Shark communication: Port Jackson case study

Researchers are listening in underwater to better understand the interactions of an Australian predator
By Justin Gilligan December 8, 2014 Reading Time: 4 Minutes

THE SHARKS LIE motionless in gutters etched into the floor of the rocky reef. Some are piled under overhangs, others rest in the open. Beneath a waving frond of kelp, an individual about 1m long raises its head. With a few beats of its tail it propels itself upwards to reveal a pencil-sized cylindrical device attached to its flank.

Quickly and purposefully, a diver fins forward to grab the shark, which, typical of its species, has a harness-like patterning on its back, a blunt head and spines on the leading edge of its two dorsal fins. He catches it by placing one hand on the back of its head and the other around the tail. It struggles and twists before it finally accepts defeat and allows the diver to guide it to the canoe 6m above.

“This is the recapture we were after!” yells Nathan Bass as he passes the shark to the team in the canoe. Nathan is a Macquarie University PhD candidate studying the social networks of Port Jackson sharks.

Testing shark DNA

The team then gathers data; they’ll keep the animal for 10 minutes. They measure its length and put it in a bag to hoist it on a field scale for weighing. On average, male Port Jacksons are 95cm in length and 6kg in weight; females typically measure 102cm and 14kg.

A tissue sample is collected for DNA analysis and the shark’s identification number is read from the orange tag on its tail – she is a 110cm female. Finally, they remove the receiving device that drew Nathan to this shark and the fish is released at the Dent Rock survey site, about 3.5km south-east of Huskisson, NSW.

The device – a marvel of acoustic technology – records and stores information about a shark’s encounters with other sharks. When two acoustically tagged sharks come within a set distance of each other, their devices record the date, time and the other shark’s ID.

For Port Jackson sharks – a relatively small and slow-moving species – the distance is set at 4m, but it’s possible to increase the distance to suit larger or more mobile species. Four times the length of the shark is the rule of thumb for such studies, so a 12m whale shark would require a 48m recording distance.

“We are trying to learn how the sharks interact,” Nathan says. “The social structure of a population is closely connected to their behaviour, ecology and evolution.” By combining the proximity data with other tried and tested acoustic technologies – such as continuous acoustic tags together with receiving stations placed strategically around the survey sites – Nathan aims to demonstrate that the sharks form social relationships and to find out why they do so.

Studying Port Jackson’s sharks 

It’s Nathans’s second winter studying the sharks, which are endemic to southern Australia and gather in NSW waters between June and September. His fieldwork is carried out at three study sites: Dent Rock, in Jervis Bay, on the NSW south coast; and two in Sydney, Bare Island in Botany Bay and Oak Park at Cronulla.

Port Jackson sharks are very suitable for trialling the receivers: “There are plenty of them, they are easy to handle and really hardy,” Nathan says.

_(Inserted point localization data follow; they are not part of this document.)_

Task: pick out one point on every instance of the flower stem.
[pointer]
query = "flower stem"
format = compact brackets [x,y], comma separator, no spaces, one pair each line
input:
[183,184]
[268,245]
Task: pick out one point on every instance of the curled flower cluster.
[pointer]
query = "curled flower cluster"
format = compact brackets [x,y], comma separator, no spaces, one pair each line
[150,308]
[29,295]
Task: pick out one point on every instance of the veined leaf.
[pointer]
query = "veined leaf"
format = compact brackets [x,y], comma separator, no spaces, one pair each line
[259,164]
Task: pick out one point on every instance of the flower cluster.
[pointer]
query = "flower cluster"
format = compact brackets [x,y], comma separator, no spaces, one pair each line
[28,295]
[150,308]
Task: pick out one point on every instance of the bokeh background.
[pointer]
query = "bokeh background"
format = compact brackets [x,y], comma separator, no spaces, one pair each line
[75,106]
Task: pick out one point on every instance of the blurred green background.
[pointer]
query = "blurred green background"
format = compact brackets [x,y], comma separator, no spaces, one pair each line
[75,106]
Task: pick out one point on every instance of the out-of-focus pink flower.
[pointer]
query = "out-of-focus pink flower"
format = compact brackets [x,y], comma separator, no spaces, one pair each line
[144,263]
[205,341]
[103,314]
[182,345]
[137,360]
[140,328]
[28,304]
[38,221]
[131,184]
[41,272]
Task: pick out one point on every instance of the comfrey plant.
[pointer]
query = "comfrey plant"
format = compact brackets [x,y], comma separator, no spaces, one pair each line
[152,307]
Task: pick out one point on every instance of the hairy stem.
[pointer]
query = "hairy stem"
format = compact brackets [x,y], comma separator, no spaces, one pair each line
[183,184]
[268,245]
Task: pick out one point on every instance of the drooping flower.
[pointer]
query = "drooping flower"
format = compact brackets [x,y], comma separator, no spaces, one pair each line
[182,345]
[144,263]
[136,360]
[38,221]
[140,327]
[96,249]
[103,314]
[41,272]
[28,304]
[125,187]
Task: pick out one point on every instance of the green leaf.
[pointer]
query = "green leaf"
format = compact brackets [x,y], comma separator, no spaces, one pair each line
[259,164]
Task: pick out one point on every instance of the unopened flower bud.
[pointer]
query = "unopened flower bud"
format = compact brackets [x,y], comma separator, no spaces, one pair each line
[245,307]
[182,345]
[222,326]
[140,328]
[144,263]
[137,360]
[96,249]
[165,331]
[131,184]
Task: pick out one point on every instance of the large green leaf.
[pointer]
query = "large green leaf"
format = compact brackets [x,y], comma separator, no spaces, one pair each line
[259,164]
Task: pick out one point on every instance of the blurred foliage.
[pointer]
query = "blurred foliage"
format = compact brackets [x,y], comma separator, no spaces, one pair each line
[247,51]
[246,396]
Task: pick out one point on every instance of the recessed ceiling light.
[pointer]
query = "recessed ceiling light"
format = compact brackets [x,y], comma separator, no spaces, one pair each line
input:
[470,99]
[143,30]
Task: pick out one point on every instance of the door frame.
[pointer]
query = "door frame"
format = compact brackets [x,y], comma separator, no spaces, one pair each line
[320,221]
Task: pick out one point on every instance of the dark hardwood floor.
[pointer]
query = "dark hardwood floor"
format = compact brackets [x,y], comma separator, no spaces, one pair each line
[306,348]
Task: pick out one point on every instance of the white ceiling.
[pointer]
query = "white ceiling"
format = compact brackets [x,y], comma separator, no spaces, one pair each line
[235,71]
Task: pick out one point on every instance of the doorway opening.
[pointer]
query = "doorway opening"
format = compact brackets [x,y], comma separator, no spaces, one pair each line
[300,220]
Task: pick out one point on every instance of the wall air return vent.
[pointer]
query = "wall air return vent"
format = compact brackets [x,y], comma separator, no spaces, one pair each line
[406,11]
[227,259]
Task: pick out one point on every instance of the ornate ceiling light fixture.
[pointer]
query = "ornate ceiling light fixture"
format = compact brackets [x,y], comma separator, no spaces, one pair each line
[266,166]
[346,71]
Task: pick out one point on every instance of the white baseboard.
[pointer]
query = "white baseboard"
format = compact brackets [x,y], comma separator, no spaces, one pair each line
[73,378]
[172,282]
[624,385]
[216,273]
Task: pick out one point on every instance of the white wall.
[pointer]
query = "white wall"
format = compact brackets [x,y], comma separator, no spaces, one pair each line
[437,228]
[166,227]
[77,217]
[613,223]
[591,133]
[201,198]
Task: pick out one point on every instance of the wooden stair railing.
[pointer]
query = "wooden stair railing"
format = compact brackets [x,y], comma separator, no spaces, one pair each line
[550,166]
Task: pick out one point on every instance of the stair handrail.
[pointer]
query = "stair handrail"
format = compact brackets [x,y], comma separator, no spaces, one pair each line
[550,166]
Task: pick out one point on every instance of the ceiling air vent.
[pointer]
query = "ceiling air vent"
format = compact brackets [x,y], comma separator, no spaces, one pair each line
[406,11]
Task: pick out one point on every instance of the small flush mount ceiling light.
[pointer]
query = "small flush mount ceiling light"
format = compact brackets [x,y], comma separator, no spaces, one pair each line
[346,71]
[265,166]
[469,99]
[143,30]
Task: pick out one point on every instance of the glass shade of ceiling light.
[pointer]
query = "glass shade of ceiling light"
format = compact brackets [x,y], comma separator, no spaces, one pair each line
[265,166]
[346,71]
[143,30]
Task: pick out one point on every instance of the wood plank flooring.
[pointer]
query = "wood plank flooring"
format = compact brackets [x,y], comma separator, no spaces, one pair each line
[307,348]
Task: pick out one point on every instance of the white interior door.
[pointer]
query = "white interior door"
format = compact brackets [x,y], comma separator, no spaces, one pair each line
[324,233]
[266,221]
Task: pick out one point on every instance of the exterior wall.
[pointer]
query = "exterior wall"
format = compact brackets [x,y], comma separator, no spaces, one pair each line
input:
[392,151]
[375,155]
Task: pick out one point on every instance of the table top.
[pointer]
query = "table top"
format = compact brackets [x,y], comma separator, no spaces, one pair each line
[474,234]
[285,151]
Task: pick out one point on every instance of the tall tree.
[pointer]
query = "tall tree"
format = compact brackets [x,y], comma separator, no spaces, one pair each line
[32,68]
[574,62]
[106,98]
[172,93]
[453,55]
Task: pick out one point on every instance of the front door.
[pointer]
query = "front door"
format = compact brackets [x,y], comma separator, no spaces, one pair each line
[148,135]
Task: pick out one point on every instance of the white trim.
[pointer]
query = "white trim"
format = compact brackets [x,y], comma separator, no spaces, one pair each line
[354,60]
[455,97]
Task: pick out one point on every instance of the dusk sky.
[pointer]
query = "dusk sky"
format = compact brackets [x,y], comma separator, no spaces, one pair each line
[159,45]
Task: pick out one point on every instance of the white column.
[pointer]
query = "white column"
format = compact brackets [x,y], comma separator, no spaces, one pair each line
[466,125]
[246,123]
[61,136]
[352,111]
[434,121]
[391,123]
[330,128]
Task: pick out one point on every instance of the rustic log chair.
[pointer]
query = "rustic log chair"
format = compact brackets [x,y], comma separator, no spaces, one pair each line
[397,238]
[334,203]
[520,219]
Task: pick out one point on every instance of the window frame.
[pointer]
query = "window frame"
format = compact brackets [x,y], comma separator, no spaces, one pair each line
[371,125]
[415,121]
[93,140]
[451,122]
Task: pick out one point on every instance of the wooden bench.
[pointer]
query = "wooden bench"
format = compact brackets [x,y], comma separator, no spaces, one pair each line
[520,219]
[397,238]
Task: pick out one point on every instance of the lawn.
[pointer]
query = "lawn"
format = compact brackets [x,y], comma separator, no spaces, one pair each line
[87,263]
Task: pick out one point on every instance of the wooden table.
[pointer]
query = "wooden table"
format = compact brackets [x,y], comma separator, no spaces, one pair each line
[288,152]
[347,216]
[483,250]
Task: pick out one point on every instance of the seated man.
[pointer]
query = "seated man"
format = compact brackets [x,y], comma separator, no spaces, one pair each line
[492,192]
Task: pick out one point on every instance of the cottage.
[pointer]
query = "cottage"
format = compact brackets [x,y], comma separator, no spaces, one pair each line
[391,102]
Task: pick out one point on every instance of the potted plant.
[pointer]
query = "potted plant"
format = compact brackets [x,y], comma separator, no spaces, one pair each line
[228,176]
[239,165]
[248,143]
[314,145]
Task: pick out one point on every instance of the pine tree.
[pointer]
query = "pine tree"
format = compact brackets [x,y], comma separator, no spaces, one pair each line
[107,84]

Working with the sharks is “an amazing experience,” says Jo Wiszniewski, who is Nathan’s co-supervisor and a researcher with Taronga Conservation Society Australia, based in Sydney. “They all have different personalities, some come quietly to the surface, while others are feisty and whip around,” she says.

Jo has studied dolphin social networks and brings some of that methodology to the shark study. But to document dolphin interaction, she used photo and tissue sample IDs.

Preliminary results from the first year of the shark study suggest complex social behaviour and that individuals form stable bonds. During the breeding season, they have a limited home range and tend to group by size rather than gender. Much like some Saturday nights on the town, female sharks tend to interact with each other and avoid males, but males direct their attention towards females. Nathan says this suggests the males are looking to breed and females are trying to avoid harassment.

The major aim of the first year was to test the receivers, which proved effective. “A key potential of using this technology is to determine the connectivity between social structure, segregation and habitat use, which can ultimately contribute to their management,” says Nathan. In general, there’s a lack of knowledge about shark biology and behaviour.

Port Jacksons tend to forage at night when their prey – sea urchins, molluscs, crustaceans and fish – are active. Unlike other species, they can pump water into one gill slit and out through its other four and do not need to move to breathe. This allows them to lie on the sea bottom for a long time – as they do at breeding time.

Port Jackson sharks: common bycatch

Although Port Jackson sharks are not targeted by commercial and recreational fishermen, they are a common bycatch. They’re abundant and are “least concern” on the IUCN Red List, but habitat destruction and their habit of gathering in groups puts them at risk.

All shark species are susceptible to overfishing due to their slow growth, late maturity and few offspring. And sharks have a top-down influence on ecosystems, so overfishing can affect other species’ survival.

“By understanding the formation of shark aggregations and shark society, we’ll learn how to better manage shark populations and maintain healthy marine ecosystems,” Nathan says.